You can find out more about how to create this heatmap by reading this post.
Counting the number of significant differences
The chart below counts up the number of profiling variables that were statistically significant, as shown in the heatmap. it tells us that the 3rd and 5th segmentation are related to more of the profiling variables than the others, and should be the first segmentations we focus on. Additional insight can be obtained by doing similar analyses for sets of profiling variables (e.g., demographics, usage variables, etc.). And while you can create these by counting them in your heads, it's just a line of magic code to automate the process of counting up the number of differences: colSums(most.significant.results > 1.96).
One big segment profile table
Once you have identified the key segmentations to focus on, the next step is to carefully examine each to understand how their segments differ.
This next time saver is one that took us a bit of time to add to the software. We kept getting the request, but for some reason didn't figure out why it was important. The basic idea of the table below is that it is a single table, rather than lots of tables, that summarizes the relationship between the segments in a segmentation and all the profiling variables. Now, you may be thinking "it's just a table", but it has a few special features:
- It shows the segment names and sizes at the top and when you scroll they stay pinned to the top
- Shading is used to show the magnitude of differences between segments and you can control this (e.g., I've used borders instead)

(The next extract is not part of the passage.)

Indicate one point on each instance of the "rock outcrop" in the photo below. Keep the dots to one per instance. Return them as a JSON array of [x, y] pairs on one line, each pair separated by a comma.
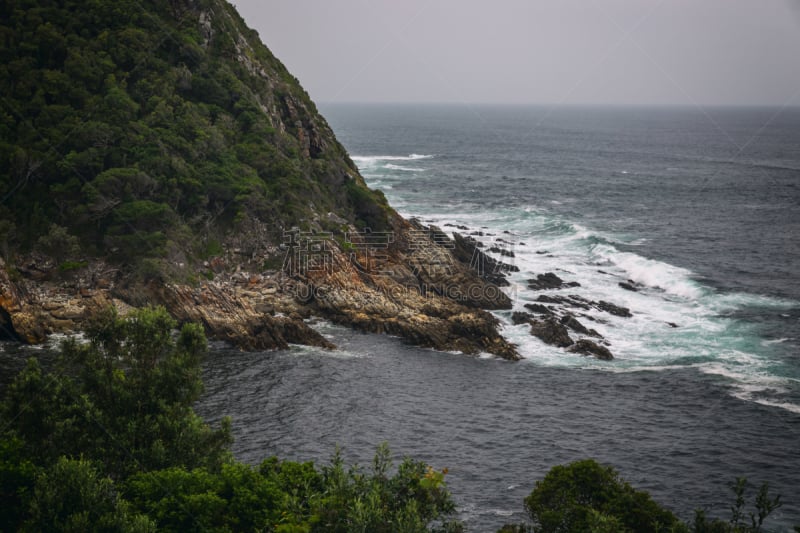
[[249, 228]]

- Font color is used to show significance tests
- It is showing both categorical and numeric data
- You can embed it on a web page to give stakeholders access to it
- You can set up filters so that clients can further drill into it
This is created using Insert/Create > Segments > Segment Comparison Table.
Smart tables
A practical problem with segment comparison tables is that with a big study they can just be too big to use. So, how should we select which variables to include? We should only include strategically interesting variables. But what if we have lots of these? The simplest approach to doing this is to us automated statistical tests to identify which variables to include. In Q this is done using Insert > Tables > Smart Tables. In Displayr, using Insert > More > Tables > Lots of Crosstabs and choosing the options for deleting non-significant tables.

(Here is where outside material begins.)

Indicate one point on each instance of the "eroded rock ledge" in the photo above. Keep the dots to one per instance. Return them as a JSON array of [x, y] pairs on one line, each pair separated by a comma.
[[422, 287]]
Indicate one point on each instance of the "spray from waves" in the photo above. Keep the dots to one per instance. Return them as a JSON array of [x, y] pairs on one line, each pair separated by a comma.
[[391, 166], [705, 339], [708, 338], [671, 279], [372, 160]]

Correspondence analysis for better understanding a categorical profiling variable
The heatmap allows us to compare lots of segmentations. The segment comparison table gives us detailed information on a single segmentation. The next level of analysis is to get a lot of depth on a set of variables or categories from categorical variables. Correspondence analysis is often the best tool for this, as it draws our attention to the key differences between the segments. The example below, for example, shows us that Segments 3 and 4 skew to old people, and the others to younger people.

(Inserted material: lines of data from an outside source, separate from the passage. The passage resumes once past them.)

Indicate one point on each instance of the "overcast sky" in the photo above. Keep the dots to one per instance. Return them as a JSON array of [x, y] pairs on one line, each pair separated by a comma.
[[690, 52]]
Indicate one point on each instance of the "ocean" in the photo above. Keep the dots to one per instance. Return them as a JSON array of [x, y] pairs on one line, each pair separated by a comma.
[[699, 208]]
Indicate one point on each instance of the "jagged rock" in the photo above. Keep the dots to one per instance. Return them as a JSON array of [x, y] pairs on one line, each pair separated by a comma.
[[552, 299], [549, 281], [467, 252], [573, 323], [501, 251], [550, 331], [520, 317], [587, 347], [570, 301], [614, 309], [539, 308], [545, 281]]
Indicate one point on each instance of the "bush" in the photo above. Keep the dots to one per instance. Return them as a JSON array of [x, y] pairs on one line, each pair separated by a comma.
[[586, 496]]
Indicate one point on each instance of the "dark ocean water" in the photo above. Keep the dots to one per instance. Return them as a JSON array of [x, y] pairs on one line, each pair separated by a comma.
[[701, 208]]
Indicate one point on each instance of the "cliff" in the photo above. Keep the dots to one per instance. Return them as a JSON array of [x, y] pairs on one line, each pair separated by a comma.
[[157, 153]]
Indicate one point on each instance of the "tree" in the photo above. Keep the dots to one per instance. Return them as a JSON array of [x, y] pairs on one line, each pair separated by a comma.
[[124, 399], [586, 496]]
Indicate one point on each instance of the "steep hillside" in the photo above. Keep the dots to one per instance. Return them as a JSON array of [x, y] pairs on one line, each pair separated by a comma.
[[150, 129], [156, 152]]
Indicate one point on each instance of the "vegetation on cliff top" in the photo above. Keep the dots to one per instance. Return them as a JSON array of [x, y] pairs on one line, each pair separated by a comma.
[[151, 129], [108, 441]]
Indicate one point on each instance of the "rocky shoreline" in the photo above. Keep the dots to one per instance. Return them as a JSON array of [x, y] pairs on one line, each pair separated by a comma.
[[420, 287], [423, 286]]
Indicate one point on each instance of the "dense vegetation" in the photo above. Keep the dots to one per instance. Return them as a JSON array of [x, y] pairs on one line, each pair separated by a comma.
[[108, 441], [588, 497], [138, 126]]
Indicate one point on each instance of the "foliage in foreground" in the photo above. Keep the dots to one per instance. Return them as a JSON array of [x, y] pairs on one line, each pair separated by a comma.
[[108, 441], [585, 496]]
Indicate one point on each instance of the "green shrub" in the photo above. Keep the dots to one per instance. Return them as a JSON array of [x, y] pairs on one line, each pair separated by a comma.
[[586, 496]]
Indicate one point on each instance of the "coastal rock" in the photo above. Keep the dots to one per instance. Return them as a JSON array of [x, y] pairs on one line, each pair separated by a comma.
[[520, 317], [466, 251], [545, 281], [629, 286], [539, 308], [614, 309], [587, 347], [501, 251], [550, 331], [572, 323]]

Bubble charts for comparing segmentations
If we have a single key numeric variable, we can compare it across multiple segments using a scatterplot like the one shown below, where the alternative segmentations appear on the x-axis, the key variable on the y-axis, and the sizes of the segments are shown by bubbles. We can see in this example that age seems to be the best of the alternative segmentations being compared as it has the highest degree of discrimination and the there are no huge segments. (The variation in the sizes of the age segments hints at some methodological problems however...). See chapter 3 of our Brand Analytics ebook for instructions on how to create this visualization.
Lastly, don't forget automatic updating
Most importantly, both of our products, Q and Displayr, have the ability to automatically update charts and tables with new data. This means that you can create a detailed set of tables or visualizations describing segments, and then automatically populate these with alternative segmentations.